Survey points to transit tweaks in corridor 

Public meetings set to gather input

FILE PHOTO BY CATHRYN ATKINSON - Plan of Attack Pemberton-area residents are using transit more, particularly to commute to and from Whistler and Squamish. A new survey reveals statistics and sets the date for a community meeting to gain input to move forward with transit solutions.
  • File Photo by Cathryn Atkinson
  • Plan of Attack Pemberton-area residents are using transit more, particularly to commute to and from Whistler and Squamish. A new survey reveals statistics and sets the date for a community meeting to gain input to move forward with transit solutions.

If you build it, they will come, seems to be the consensus at the Village of Pemberton (VOP) council table in light of a newly released Sea to Sky Transit Future Plan that looks at transit ridership and future solutions.

Results of a recent survey revealed that Pemberton residents use public transit to travel to Whistler primarily for work, and that the second-most popular destination is Squamish for shopping, social and recreational purposes, and Vancouver as the third most popular destination.

BC Transit representatives Lisa Trotter, senior regional transit manager, and Levi Megenbir, transportation planner, presented the survey results to council at the regular meeting Feb. 21.

Squamish respondents outnumbered those of Whistler and Pemberton combined, and with the largest representation of respondents in the 35 to 44 age group.

With the survey results now released, public consultation meetings are scheduled for Pemberton on March 4 at the Pemberton Community Centre from 2 to 4 p.m., plus a meeting scheduled for the same day at the Lil'Wat Community complex from 11 a.m to 1 p.m.

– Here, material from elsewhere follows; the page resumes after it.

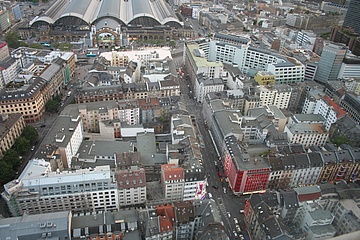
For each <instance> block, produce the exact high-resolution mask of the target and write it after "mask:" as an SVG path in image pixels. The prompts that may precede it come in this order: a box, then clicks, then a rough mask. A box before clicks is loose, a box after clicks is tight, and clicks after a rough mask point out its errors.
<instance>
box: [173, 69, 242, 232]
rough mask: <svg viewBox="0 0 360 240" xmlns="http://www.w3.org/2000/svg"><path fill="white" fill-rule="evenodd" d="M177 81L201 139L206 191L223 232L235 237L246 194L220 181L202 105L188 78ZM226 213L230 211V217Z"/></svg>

Other survey results reveal that 80 per cent of respondents own their own vehicle and, when using it, are alone for almost 60 per cent of trips.

Although the traditional funding split is roughly 54 per cent for provincial government and 46 per cent for municipalities, VOP Mayor Mike Richman said there should be some adjustments.

"The 54/46 breakdown is a huge burden on small towns," he said. "There should be a funding model suitable for us."

As the transit service, breakdown of payment, fares and service schedules have yet to be determined, VOP council said there are many concerns that need to be addressed, including:

• An adjustment of bus schedules as transit is geared largely toward daytime work and not the late-night bar and restaurant industry workers who could use the buses to commute to and from Whistler;

• Existing daytime commuter service now is seemingly at capacity. Coun. James Linklater said he uses the service from Pemberton to Whistler and the buses are fully loaded and with little variance between summer and winter;

• Coun. Karen Ross raised the spectre of sharing the cost among corridor communities.

Among the study recommendations are increased service to the Benchlands, Tiyata and Hillside areas, including new bus stops, plus improved local service to Mt. Currie, D'Arcy/N'Quatqua, Sunstone and WedgeWoods.

The study reports that an added estimated 50,000 transit service hours — including midday service on weekdays — will be required to achieve proposed service to 2020 and at a cost of $55,000.